Angel's Landing | Teen Ink

Angel's Landing

January 20, 2012
By A-World-Without-Orange SILVER, Glastonbury, Connecticut
A-World-Without-Orange SILVER, Glastonbury, Connecticut
6 articles 4 photos 0 comments

Favorite Quote:
Everyone is weird in their own weird way.


I am standing on the edge of where angels land on Earth, a thousand feet above the ground. It doesn't look like a holy place. Rocks and dust and scraggly trees line its borders.


I am alone.


My family is still a mile behind me, working their way up Earth’s spine, clinging to the chains they depend upon for survival.


I broke free of those chains.


Here, at the summit of this great monument to the angels, I am a free man, free from the binding chains of life, free to choose my own path.

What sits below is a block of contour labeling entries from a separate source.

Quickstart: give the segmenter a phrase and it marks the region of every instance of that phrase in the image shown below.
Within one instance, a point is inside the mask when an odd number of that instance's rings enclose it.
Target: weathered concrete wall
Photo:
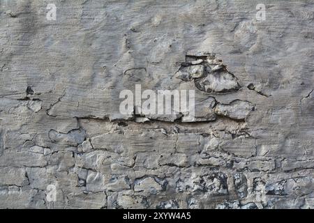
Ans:
[[[310,0],[0,1],[0,208],[313,208],[313,20]],[[121,115],[135,84],[195,90],[195,118]]]

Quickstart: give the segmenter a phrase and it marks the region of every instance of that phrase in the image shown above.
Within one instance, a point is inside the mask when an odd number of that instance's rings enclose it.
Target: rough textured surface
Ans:
[[[0,1],[0,208],[314,208],[313,1]]]

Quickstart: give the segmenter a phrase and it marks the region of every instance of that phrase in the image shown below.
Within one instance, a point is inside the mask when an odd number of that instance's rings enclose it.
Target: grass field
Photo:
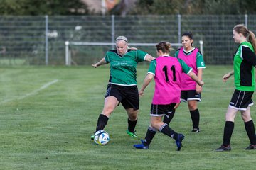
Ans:
[[[177,152],[174,140],[161,133],[148,150],[132,147],[146,132],[154,83],[141,98],[139,138],[126,134],[127,115],[120,106],[105,129],[111,140],[98,146],[90,137],[102,108],[108,66],[1,67],[0,169],[254,169],[256,152],[244,149],[250,142],[240,114],[232,151],[214,152],[222,142],[234,90],[233,78],[225,84],[221,78],[231,69],[208,66],[204,70],[199,134],[191,132],[186,103],[177,109],[170,126],[186,136]],[[139,87],[146,71],[146,66],[139,66]],[[256,122],[255,106],[251,110]]]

Which path should I choose to take? Should I follow God? The great Mother Earth? My own, unknown course?


I tilt my head back, to gaze at the stars and the sun and the moon, trying to catch the Eye of God, to ask Him for guidance. The stars burn coldly in the night, indifferent to our sufferings here on His creation. Even here, on this mountain blessed by His angel’s feet, God does not hear my call.

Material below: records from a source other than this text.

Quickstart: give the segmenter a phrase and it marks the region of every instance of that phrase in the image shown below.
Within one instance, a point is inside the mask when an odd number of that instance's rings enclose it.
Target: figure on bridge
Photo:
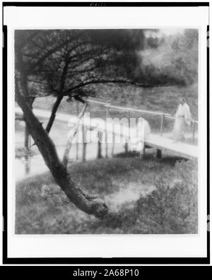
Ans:
[[[188,126],[191,125],[192,114],[185,98],[179,99],[179,105],[175,115],[176,119],[173,130],[175,141],[184,141],[184,134]]]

I kneel at the feet of my Mother. Her spirit is omnipresent: in the trees around me, in the dust beneath me, in my borrowed body. I am one of her children, just as she is one of the children of God.

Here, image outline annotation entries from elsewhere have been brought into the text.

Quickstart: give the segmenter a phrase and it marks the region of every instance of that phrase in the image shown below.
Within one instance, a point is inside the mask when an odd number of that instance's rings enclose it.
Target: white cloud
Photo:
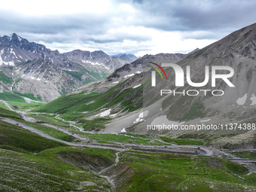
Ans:
[[[102,14],[108,11],[108,0],[12,0],[1,2],[1,9],[13,11],[29,16],[73,14],[80,13]]]

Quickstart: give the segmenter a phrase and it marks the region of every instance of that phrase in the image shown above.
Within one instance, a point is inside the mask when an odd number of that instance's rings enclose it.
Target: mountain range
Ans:
[[[111,57],[102,50],[60,53],[14,33],[0,37],[0,91],[31,94],[50,102],[86,83],[102,80],[136,59],[131,55]]]
[[[181,136],[187,131],[148,130],[146,126],[163,123],[178,126],[255,123],[255,32],[256,24],[253,24],[188,55],[145,55],[117,69],[105,79],[81,87],[34,111],[62,114],[69,120],[81,123],[86,130],[120,133],[125,129],[136,133],[170,134],[174,136]],[[160,80],[158,75],[157,82],[161,84],[152,88],[153,69],[149,67],[150,62],[159,64],[176,62],[184,71],[186,66],[190,66],[191,81],[198,83],[204,81],[206,66],[209,68],[227,66],[234,70],[234,75],[228,79],[235,87],[230,87],[221,79],[217,80],[215,87],[212,87],[211,81],[202,87],[193,87],[184,81],[185,91],[203,89],[211,92],[206,95],[200,93],[195,96],[181,94],[160,96],[160,90],[166,87],[179,92],[183,90],[182,87],[175,87],[175,75],[171,68],[165,69],[169,80]],[[223,90],[224,95],[212,95],[211,93],[214,90]],[[207,134],[215,135],[215,139],[222,136],[218,139],[218,142],[227,138],[230,142],[239,145],[242,139],[239,134],[242,133],[248,139],[246,141],[251,142],[254,131],[251,130],[250,134],[247,133],[248,131],[222,130],[209,131]],[[206,136],[203,131],[190,130],[189,133],[191,136]],[[224,137],[227,134],[233,134],[233,136]],[[227,144],[226,142],[224,143]]]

Why should God bother in the affairs of just one of his uncountable number of offspring? Why should he even care about our species, when He has an infinite number of children, and their children, and all who come after? God created all, so He is too busy in the infinite dealings of time to care about one person, on one planet, in one universe. Mother Earth created our world, is our world, each individual leaf on this tree, each grain of sand on this mountain, each one of us who have the privilege to live with her. Mother has only us to care for, so she cares infinitely more than God ever could.


My family is still far behind, but I am no longer alone. I feel Mother pulsing in my veins, in the ground beneath my feet, in my brothers and sisters who share this mountain, this world we inhabit together.


An ant scurries across the toe of my boot. He is as much my brother as the arrangement of flesh and bones that shares my name and house. We are all made from Mother Earth, and to her our bodies shall eventually return. We are not forever. Neither is our Mother. But God is eternal. He will have more children. The cycle of their lives and deaths will continue for eternity, none more significant to God as a passing speck of dust would be to the very mountain I stand upon.


But here and now, we exist. Mother Earth exists. So why taint what insignificant speck of time allotted to us? I will love our Mother, as she loves us. God doesn't need our love, our respect, or even our subconscious attention. I will devote myself to loving my Mother Earth, with the hope that one day, this borrowed body can nourish her, while my spirit drifts along in happiness.

The author's comments:
This experience took place on the top of Angels Landing, a rock formation in Zion National Park.
Religion has always been a thought-provoking topic for me, and due to the name of this formation, it was going through my head the entire way to the top. And this essay was the result.